I need to know if anyone has any general guidelines (beyond trial and error), for defining a good strategy for optimal partitioning / indexing for a range of query types in Greenplum?
Greenplum has some advice on their admin guide... But truth is, it's almost a copy paste from the postgres docs, and while some of it's advice seems obvious (IE: partition when a table is too big to fit in memory), it's just not enough to define a good strategy to achieve this.
Usually Greenplum databases have very large tables (ranging over hundreds of GBs), and although hardware is specifically chosen for this kind of use, most of the times I've encountered trouble when it comes to really large databases (IE: once had a database with a 60 field table and over 2 thousand million rows that kept increasing it's size by 4-8 million registries a day).
I know there are some techniques on choosing the proper partition, like selecting predictable ranges that will be separated in almost equal sizes (Like date ranges).

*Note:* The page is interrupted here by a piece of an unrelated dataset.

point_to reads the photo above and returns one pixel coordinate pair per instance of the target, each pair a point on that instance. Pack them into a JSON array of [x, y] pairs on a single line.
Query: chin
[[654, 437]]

But there's also the fact that while with any other database I try to rely on indexes, Greenplum completely discourages them by giving a bigger weight to some settings, like its random page cost so that indexes are not used at all.
But I've read some situations where this is completely counter productive: Imagine you have three nodes each of 64GB ram, according to GP you shouldn't partition until the tables are over 192, but since indexes are not used you'll end up seq scanning up to 64gb per node! --- Although this can still be fast, if you enforce index use you can go down from over 20 seconds to just milliseconds.
Another known case is that, when partitioning, the overhead makes the query a lot slower than it should be.
So, back to the original question:
Does anyone have any good, firm advice on how to define your partitioning/indexing strategy?
With some of our ETL's the test queries from source can take up from half to a full hour, so trail and error really pushes back productivity.